I could access ownCloud successfully from other computers on my home network, but what about accessing when I’m away from home? To enable this, I would need to configure NAT or port forwarding on my router. I logged into my router and set ports 80 (HTTP) and 443 (HTTPS) to forward to the internal IP of my Pi. Now, when I entered my website address (the one no-ip assigned to by current IP address), or my current externally facing IP address, my ownCloud web interface would display – bingo! The only limitation of this, is that port forwarding does not work within my home network, so in order to access ownCloud there, I have to use the IP address of my Raspberry Pi.
Overcoming Some Issues
Whilst the whole process was surprisingly easier than I had thought, I did run into two particular issues. The first was that if the Raspberry Pi was rebooted, the USB memory stick I had connected to it (to be used as the storage device for my ownCloud data) would not mount until I logged into the Pi. I did not want to have to do this every time, so to solve this, I added the USB memory stick into my /etc/fstab file to ensure that it mounted on boot.

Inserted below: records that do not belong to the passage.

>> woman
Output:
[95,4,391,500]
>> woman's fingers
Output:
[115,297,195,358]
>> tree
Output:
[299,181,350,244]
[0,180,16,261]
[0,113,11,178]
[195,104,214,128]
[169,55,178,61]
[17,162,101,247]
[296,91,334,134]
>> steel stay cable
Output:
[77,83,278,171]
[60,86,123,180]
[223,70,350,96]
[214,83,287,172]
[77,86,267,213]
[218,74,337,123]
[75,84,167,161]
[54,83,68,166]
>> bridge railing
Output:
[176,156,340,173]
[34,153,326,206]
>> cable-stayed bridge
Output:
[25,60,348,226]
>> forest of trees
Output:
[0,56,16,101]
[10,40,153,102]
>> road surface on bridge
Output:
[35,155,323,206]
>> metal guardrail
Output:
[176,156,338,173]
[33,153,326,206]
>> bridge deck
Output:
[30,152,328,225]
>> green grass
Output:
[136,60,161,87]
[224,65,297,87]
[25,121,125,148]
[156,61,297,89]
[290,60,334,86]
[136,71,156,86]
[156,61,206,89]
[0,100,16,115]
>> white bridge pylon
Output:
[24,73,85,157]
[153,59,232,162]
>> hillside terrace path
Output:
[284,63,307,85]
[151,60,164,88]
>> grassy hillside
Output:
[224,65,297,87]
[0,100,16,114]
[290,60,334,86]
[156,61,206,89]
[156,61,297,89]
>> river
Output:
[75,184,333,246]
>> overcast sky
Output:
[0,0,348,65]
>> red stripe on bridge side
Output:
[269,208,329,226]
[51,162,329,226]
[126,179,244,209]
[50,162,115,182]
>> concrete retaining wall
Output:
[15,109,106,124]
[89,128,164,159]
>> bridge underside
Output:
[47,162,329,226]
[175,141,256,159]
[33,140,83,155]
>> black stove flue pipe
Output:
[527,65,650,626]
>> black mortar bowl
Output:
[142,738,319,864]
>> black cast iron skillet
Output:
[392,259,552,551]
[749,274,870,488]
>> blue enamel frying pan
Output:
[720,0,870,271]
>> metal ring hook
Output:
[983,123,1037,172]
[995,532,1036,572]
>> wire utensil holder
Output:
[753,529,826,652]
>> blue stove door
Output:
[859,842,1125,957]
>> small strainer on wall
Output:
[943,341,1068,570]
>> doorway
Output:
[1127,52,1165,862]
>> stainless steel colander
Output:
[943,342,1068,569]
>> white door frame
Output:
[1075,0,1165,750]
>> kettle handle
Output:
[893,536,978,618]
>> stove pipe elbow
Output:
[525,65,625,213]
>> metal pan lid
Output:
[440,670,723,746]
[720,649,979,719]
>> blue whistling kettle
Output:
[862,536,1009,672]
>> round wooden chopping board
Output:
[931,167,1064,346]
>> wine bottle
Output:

The second issue, was that I received an ‘operation not permitted’ error when trying to change the ownership of the USB memory stick, so that ownCloud could become the owner. I discovered that it was due to me having inadvertently formatted the drive to FAT instead of one of the EXT formats.
The final step was to install and configure the ownCloud clients on my mobile, tablet and other PCs. This was nice and straight forward, as it was just a case of installing the provided packages from the ownCloud website / app stores.
I now have a Dropbox or Google Drive replacement and what’s more, it’s open source and it’s running on my hardware, so I feel more in control of my data. Of course, I now have to burden any security risk and ensure that my software stays up-to-date, but as an educational exercise and for the benefit of having the data under my control, I’d say it is well worth the effort!